In most embryogenic systems described until now, embryogenic cells show characteristics common to meristematic cells, including a high nucleus:cytoplasm ratio, a dense cytoplasm, and small fragmented vacuoles (Williams and Maheswaran 1986; Fehér et al., 2003). However, meristematic cells have spherically shaped nuclei with several small nucleoli and most of the chromatin exists as heterochromatin, whereas embryogenic cells have irregularly shaped nuclei with invaginations of the nuclear membrane, contain one large nucleolus and thick cell walls (Verdeil et al., 2007).

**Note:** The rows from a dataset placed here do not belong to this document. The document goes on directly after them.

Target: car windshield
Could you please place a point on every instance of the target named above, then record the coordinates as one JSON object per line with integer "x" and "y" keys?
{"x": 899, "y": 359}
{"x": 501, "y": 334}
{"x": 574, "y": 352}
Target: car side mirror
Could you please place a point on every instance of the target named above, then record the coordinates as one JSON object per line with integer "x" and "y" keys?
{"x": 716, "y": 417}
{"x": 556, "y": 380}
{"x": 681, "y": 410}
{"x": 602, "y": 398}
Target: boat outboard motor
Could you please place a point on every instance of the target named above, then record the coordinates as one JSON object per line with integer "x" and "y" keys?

The morphological, histological and cytological analysis of SE is also an object of studies leading to an understanding of the basis of the totipotency, differentiation, dedifferentiation, transdifferentiation and changes in cell fate and can help in the understanding of the developmental processes taking place during plant growth and development (Quiroz-Figueroa et al., 2006; Sugimoto et al., 2011).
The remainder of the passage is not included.